One glaucoma patient, diagnosed with advanced field losses in both eyes, was not detected as having retinal asymmetric damage in either eye. The visual field data showed extensive loss in both hemispheres of both eyes, so much so that there was no detectable evidence of asymmetric damage to the retina. The PLR60 detects differences in the degree of damage to the upper and lower retina and where there is no difference will indicate no damage detected. Again, in the context of optometric screening, it is unlikely for a patient to present with such advanced damage and if this were to occur, the other tests carried out as part of eye examination should detect the disease. Should the Pupilmetrix™ test be used in the clinical setting in isolation, this limitation would be more important but again would be mitigated to a large extent by the results of other tests and examinations carried out during diagnosis.

The PLR60 test times, for both glaucoma and control patients were in the order of 4 minutes for both eyes. Slightly longer test times were seen with glaucoma patients, due to the PLR60 repeating scans that indicate an abnormality in the retinal response in order to gain a more reliable test outcome. These test times are comparable to the 5 minutes median times reported by Spry⁹ for both standard automated perimetry and frequency doubling technology and the 3- to 6-minute test times using Henson screeners reported by Tuck and Crick.¹⁰ It is recognized that the total time to test a patient, which includes preparation and explanation times will be longer than the test times reported here. To be consistent with many manufacturers of field test equipment the machine test time and not the overall time is reported. Tuck and Crick¹⁰ report the explanation and test times for various modes of field screening tests and show them to be in the order of a ratio of 1:2, ie, the explanation time is about half of the test time.

In this study, the PLR60 showed high levels of agreement (over 80%) with the clinical diagnosis of glaucoma both per patient and per eye. The incidence of no test outcomes being returned for one or other eye (6.8%) is considered to be low and suggests the generally good tolerance patients had to the test. The objective nature of the PLR60 test, namely that the patient does not have to make any decisions about the stimulus, is considered to be a significant factor in achieving good patient tolerance and anecdotal feedback from patients supported this. It is expected that in regular use such instances would be managed and reduced by re-testing the eye after resting the patient and/or administering eye drops (eg, artificial tears if the patient had dry eyes) if appropriate.
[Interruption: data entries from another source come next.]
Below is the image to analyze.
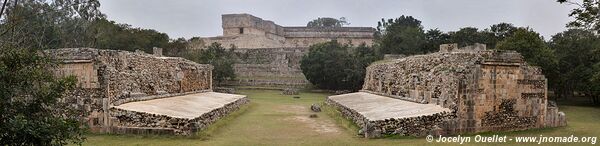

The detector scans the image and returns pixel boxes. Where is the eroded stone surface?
[113,92,246,119]
[45,48,248,135]
[328,92,450,121]
[334,44,566,138]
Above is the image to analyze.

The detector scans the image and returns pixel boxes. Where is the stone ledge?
[326,92,455,138]
[111,92,249,135]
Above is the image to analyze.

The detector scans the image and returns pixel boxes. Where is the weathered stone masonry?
[328,44,566,135]
[46,48,247,134]
[195,14,375,87]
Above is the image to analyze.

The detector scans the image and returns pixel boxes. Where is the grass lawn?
[79,90,600,146]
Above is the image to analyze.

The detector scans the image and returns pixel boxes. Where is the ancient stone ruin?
[45,48,248,135]
[327,44,566,137]
[189,14,375,87]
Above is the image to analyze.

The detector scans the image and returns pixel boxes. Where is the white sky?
[100,0,574,39]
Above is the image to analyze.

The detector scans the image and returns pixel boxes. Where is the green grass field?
[84,90,600,146]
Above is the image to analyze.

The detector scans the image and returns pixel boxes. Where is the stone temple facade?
[189,14,375,87]
[45,48,248,135]
[327,44,566,137]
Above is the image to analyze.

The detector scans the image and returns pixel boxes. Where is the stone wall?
[325,98,455,138]
[352,45,566,136]
[45,48,212,131]
[227,48,310,87]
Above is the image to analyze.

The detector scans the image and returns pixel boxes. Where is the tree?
[496,28,559,97]
[0,0,103,145]
[450,27,487,47]
[423,29,450,52]
[374,15,427,55]
[306,17,350,27]
[550,29,600,104]
[480,23,517,48]
[182,43,235,85]
[300,41,380,91]
[89,18,171,53]
[557,0,600,33]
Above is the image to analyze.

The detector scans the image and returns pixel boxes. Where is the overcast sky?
[100,0,574,39]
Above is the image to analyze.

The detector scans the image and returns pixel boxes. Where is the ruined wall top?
[221,14,284,36]
[440,43,487,53]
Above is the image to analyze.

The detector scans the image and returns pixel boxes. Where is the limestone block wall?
[45,48,212,131]
[228,48,310,87]
[363,47,566,133]
[221,14,284,36]
[111,97,249,135]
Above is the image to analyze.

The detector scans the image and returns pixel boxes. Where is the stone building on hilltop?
[188,14,375,88]
[327,44,566,137]
[196,14,375,49]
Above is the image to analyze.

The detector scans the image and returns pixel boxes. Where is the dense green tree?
[480,23,517,48]
[449,27,488,47]
[181,43,235,85]
[0,0,103,145]
[550,29,600,104]
[557,0,600,33]
[300,41,380,91]
[374,15,427,55]
[163,38,191,56]
[306,17,350,27]
[89,19,170,53]
[496,28,558,97]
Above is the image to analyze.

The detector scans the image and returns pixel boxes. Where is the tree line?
[301,8,600,105]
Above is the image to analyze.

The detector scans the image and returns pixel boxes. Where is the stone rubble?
[327,44,566,137]
[44,48,248,135]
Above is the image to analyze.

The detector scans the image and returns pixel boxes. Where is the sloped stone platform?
[326,92,451,137]
[111,92,249,135]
The PLR60 device is a test of visual function and is intended for use in Optometric practice as part of the routine eye examination. The relatively high sensitivity and specificity and quick test times achieved in this study suggest that this is feasible. The performance of current screening methods is generally considered poor, with the specificity of referrals by optometrist being quoted in the range of 40% to 50%.^11,12 With field testing, patient satisfaction is generally low and the time taken has potential economic impacts for the optometrists.
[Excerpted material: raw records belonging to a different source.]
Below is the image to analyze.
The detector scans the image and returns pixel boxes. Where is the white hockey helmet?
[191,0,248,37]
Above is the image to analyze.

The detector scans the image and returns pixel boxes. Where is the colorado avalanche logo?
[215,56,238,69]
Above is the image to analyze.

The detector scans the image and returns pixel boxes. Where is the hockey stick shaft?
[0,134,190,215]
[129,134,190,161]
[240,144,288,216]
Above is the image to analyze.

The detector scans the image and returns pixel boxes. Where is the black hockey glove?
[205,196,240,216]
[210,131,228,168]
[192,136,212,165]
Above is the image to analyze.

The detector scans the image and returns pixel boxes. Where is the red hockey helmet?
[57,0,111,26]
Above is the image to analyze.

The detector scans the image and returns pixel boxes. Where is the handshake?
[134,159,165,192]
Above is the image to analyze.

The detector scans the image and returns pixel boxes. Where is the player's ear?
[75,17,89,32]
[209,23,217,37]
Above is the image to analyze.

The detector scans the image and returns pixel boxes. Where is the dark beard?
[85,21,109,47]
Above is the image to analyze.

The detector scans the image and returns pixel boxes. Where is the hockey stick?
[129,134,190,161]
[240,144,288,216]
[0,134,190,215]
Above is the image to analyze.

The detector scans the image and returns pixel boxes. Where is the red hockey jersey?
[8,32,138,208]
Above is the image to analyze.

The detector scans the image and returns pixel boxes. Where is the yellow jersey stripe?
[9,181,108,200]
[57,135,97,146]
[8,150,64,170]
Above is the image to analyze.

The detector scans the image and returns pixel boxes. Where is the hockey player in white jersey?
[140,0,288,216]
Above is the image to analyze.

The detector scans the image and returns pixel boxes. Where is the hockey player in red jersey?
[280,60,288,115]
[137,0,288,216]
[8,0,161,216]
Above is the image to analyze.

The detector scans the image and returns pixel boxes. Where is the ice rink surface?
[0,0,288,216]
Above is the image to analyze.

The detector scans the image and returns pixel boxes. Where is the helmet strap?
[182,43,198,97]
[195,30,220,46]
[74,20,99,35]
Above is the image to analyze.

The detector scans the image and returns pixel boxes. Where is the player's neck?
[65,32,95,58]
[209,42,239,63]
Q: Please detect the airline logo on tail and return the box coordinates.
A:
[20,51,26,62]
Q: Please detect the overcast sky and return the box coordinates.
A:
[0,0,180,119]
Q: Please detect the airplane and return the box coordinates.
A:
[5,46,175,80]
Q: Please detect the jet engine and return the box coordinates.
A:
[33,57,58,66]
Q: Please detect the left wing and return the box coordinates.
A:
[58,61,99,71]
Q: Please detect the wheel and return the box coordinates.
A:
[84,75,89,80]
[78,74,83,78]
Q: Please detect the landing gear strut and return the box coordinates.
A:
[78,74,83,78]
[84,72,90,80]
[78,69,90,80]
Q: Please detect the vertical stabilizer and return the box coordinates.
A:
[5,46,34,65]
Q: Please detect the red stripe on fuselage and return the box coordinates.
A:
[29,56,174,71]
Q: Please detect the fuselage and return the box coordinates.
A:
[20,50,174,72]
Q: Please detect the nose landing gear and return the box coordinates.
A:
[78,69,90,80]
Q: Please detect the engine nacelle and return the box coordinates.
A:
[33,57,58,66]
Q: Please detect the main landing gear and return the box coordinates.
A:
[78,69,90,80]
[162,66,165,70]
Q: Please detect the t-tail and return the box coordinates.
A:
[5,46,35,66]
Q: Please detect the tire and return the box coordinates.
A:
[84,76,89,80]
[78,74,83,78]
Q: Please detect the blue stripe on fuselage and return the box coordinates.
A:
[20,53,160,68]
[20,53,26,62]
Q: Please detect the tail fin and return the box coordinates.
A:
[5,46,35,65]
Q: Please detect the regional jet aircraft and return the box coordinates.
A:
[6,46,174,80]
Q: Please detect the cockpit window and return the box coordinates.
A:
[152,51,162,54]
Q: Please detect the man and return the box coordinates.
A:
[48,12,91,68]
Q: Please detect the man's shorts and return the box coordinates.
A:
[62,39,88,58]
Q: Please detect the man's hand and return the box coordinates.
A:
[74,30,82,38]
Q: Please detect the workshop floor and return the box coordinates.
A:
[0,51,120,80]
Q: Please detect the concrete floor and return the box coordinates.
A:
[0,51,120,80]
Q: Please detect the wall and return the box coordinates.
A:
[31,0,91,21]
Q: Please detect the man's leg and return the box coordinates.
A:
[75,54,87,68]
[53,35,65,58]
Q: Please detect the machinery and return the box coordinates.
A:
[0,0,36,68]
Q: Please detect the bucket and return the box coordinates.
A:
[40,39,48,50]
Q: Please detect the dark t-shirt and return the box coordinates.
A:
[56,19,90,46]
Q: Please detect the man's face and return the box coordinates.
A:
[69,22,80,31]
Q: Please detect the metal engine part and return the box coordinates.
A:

Whilst this study involved patients that were likely to perform well on the PLR60, it does suggest that the Pupilmetrix™ PLR60 test has features (objectivity, high sensitivity and specificity, speed and patient comfort) that can benefit both the patient and practitioner.
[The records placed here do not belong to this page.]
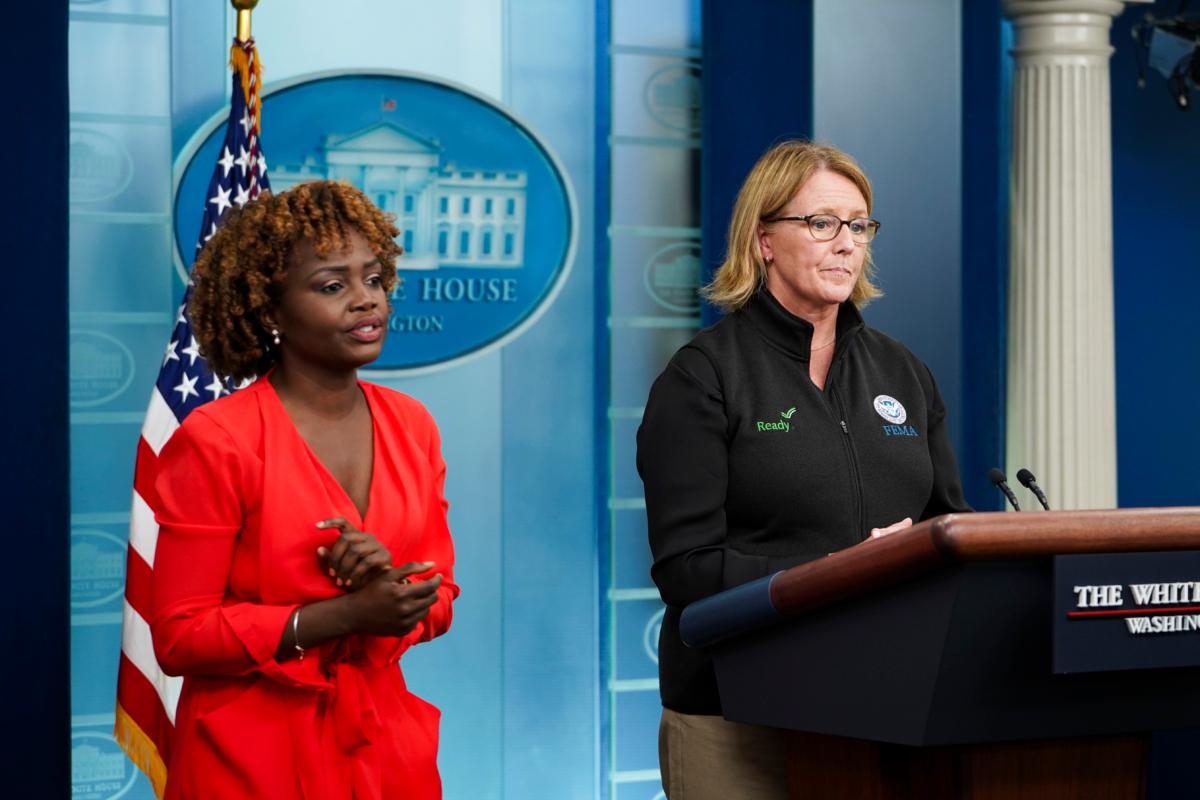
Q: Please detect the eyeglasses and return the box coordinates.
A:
[763,213,880,245]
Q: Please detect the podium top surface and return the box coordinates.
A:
[770,506,1200,616]
[682,506,1200,646]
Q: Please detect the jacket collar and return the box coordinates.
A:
[738,289,863,361]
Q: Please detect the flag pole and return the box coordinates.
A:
[229,0,258,42]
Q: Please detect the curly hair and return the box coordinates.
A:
[188,181,403,380]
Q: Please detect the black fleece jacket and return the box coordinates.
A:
[637,291,970,714]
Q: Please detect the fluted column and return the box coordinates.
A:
[1004,0,1124,509]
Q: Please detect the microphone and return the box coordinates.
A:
[1016,467,1050,511]
[988,467,1021,511]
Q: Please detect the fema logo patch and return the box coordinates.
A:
[875,395,908,425]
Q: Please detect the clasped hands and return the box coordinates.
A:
[317,517,442,636]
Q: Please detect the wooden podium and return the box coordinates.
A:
[684,509,1200,800]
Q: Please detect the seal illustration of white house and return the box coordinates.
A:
[271,121,528,270]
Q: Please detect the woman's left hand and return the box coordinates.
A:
[871,517,912,539]
[317,517,391,591]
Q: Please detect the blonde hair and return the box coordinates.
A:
[701,139,883,312]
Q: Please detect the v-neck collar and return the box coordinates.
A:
[738,288,863,361]
[256,375,379,530]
Additional studies with larger numbers and consecutive patients will help to more fully elucidate the role of this test in everyday practice and determine the test’s sensitivity and specificity when compared to the clinical diagnosis of multiple clinicians.

Acknowledgements

The authors are grateful to Professor Harry J Wyatt, Emeritus Professor, Biological Sciences, State College of Optometry, State University of New York, USA for his advice and guidance during the study and Dr Thomas Keller of Acomed Statistik, Leipzig, Germany for the statistical analysis of the results.

The study was sponsored by City Hospitals Sunderland Foundation NHS Trust and funded through a grant from Applied Neurodiagnostics Ltd.

Disclosures

KM is employed by Applied Neurodiagnostics Ltd, UK. None of the other authors have any conflicts of interest to disclose.